I have a Pentaho Data Integration job which has the following steps:
Generate row step which has an initial date (for e.g. 2010-01-01) and the limit as 10*366 = 3660 rows for 10 years.
Next step has an incrementer to increment the number of days.
Next step uses this information viz. initial date, limit, and the incrementer, to generate dates for each day for 10 years starting 2010-01-01 using javascript functions.
Final step loads a table with the generated dates.
All this works fine.
Now, I have a requirement where I do not want this table to be static with dates for 10 years only. If the max date in the date table is 2 years from today, I want to load dates for 10 more years in the table.
For the above example, with the 1st load loading dates for 10 years from 2010, I should be able to load 10 more years in 2018, the next 10 years in 2028 and so on and so forth.

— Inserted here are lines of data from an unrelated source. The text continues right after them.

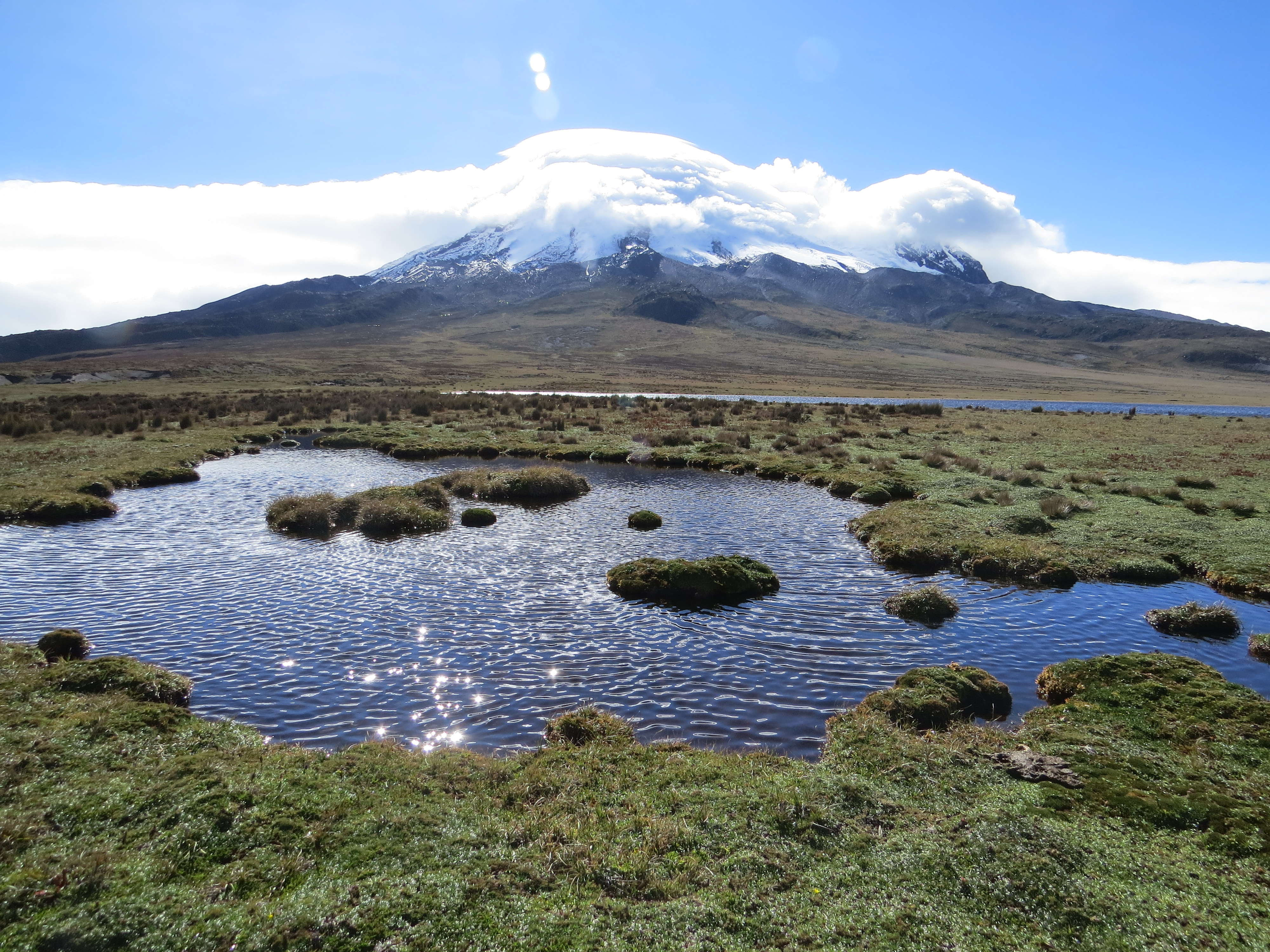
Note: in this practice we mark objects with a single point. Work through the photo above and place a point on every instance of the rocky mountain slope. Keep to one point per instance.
(938, 289)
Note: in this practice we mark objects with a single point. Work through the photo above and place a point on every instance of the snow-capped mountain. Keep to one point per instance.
(501, 251)
(576, 195)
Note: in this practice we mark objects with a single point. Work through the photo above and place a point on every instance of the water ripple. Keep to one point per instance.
(478, 637)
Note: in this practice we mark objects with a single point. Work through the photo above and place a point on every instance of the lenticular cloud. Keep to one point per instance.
(84, 255)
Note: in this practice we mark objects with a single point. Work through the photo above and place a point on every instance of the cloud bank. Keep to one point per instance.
(76, 256)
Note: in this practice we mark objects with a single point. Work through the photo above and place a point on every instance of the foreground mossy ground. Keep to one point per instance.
(138, 826)
(1043, 497)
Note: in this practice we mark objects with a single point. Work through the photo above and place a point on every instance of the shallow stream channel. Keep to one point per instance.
(476, 637)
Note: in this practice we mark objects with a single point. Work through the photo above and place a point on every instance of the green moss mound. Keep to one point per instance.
(380, 512)
(64, 645)
(67, 507)
(645, 520)
(934, 699)
(589, 725)
(929, 605)
(1145, 571)
(1216, 621)
(128, 676)
(1027, 525)
(872, 494)
(1259, 647)
(478, 517)
(534, 484)
(714, 579)
(137, 826)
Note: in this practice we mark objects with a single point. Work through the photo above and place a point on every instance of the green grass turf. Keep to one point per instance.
(138, 826)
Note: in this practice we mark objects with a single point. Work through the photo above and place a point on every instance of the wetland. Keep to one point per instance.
(462, 738)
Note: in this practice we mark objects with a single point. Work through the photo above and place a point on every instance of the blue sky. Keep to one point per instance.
(1140, 129)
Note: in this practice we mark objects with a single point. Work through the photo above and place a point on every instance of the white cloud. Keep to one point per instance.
(84, 255)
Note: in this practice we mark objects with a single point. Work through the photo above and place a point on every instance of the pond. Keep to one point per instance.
(476, 637)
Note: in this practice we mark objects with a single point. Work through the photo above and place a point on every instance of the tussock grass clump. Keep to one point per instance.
(1057, 507)
(713, 579)
(384, 511)
(1151, 572)
(304, 516)
(1243, 508)
(1194, 483)
(929, 605)
(478, 517)
(534, 484)
(64, 645)
(139, 681)
(934, 699)
(1027, 525)
(844, 488)
(589, 725)
(873, 494)
(645, 520)
(1215, 621)
(398, 517)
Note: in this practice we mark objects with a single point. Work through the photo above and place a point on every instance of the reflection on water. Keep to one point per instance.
(478, 635)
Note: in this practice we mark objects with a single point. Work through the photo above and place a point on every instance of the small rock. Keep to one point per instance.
(1031, 766)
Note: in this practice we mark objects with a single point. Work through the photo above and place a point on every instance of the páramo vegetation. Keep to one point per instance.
(1197, 621)
(929, 605)
(137, 824)
(645, 520)
(716, 579)
(933, 699)
(382, 512)
(533, 484)
(478, 517)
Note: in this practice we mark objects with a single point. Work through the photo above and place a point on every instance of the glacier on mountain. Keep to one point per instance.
(573, 196)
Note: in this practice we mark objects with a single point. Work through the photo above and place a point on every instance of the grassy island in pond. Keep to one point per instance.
(385, 511)
(1139, 498)
(645, 521)
(713, 579)
(134, 824)
(929, 605)
(534, 484)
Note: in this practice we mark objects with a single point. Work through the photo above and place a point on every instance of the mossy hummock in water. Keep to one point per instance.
(1216, 621)
(478, 517)
(929, 605)
(64, 645)
(1259, 647)
(534, 484)
(384, 511)
(645, 520)
(139, 681)
(589, 725)
(933, 699)
(713, 579)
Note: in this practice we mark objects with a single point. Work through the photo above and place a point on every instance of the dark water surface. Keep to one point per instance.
(477, 637)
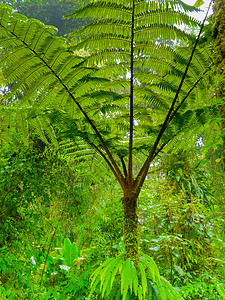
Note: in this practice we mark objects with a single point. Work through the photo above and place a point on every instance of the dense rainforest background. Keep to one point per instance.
(112, 157)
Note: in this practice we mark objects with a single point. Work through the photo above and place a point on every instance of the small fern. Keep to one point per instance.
(117, 277)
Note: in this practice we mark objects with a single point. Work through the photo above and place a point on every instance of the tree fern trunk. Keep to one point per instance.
(219, 42)
(130, 227)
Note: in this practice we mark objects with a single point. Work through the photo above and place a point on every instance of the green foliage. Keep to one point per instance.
(121, 278)
(70, 252)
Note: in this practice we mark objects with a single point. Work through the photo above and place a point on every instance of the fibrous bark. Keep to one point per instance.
(130, 227)
(219, 43)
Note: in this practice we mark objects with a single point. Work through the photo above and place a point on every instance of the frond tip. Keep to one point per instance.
(117, 277)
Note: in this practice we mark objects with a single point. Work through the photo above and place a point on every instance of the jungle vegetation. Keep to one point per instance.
(112, 152)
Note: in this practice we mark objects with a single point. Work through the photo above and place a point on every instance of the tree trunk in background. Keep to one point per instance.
(219, 43)
(130, 227)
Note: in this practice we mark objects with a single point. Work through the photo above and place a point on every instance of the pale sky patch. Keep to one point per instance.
(200, 15)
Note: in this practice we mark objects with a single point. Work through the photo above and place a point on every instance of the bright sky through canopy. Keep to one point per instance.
(200, 15)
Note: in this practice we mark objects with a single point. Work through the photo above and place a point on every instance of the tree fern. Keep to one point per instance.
(129, 93)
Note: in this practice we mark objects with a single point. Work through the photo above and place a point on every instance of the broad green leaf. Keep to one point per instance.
(199, 3)
(106, 276)
(70, 251)
(143, 279)
(221, 290)
(120, 262)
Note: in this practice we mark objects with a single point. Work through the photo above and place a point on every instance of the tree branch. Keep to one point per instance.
(117, 172)
(144, 170)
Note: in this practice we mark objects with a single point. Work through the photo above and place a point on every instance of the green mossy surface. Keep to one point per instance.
(218, 35)
(130, 228)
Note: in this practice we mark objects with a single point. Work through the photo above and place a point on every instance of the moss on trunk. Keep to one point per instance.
(219, 43)
(130, 227)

What will be the best way to achieve this?
How can I:
1) Read the max date from my date table? - I know how to do this.
2) Use the read date to compare against today. And if the max date is within 2 years from today, I populate the table with next 10 years.
I don't know how to do 2 above in Pentaho data integration. Will really appreciate any pointers on a way to resolve this issue.
You need to read the current date (today) in a variable. For example with a Get system info
step.
Then you can compare the two fields, max date and today, with a Filter Rows
step.
As the previous step may give you more than one row, you need to either use a Unique Row
(no field to provide) either a Group by
(no group by field).
If any row gets by, then you launch you generate 10 years process. As you cannot have a hop from a step into this second Generate row
, you must use a Transformation executor
to launch your currently existing transformation.
Now, if your requirement gets a tiny little bit more complex than that, I strongly suggest you to use jobs to orchestrate your transformations.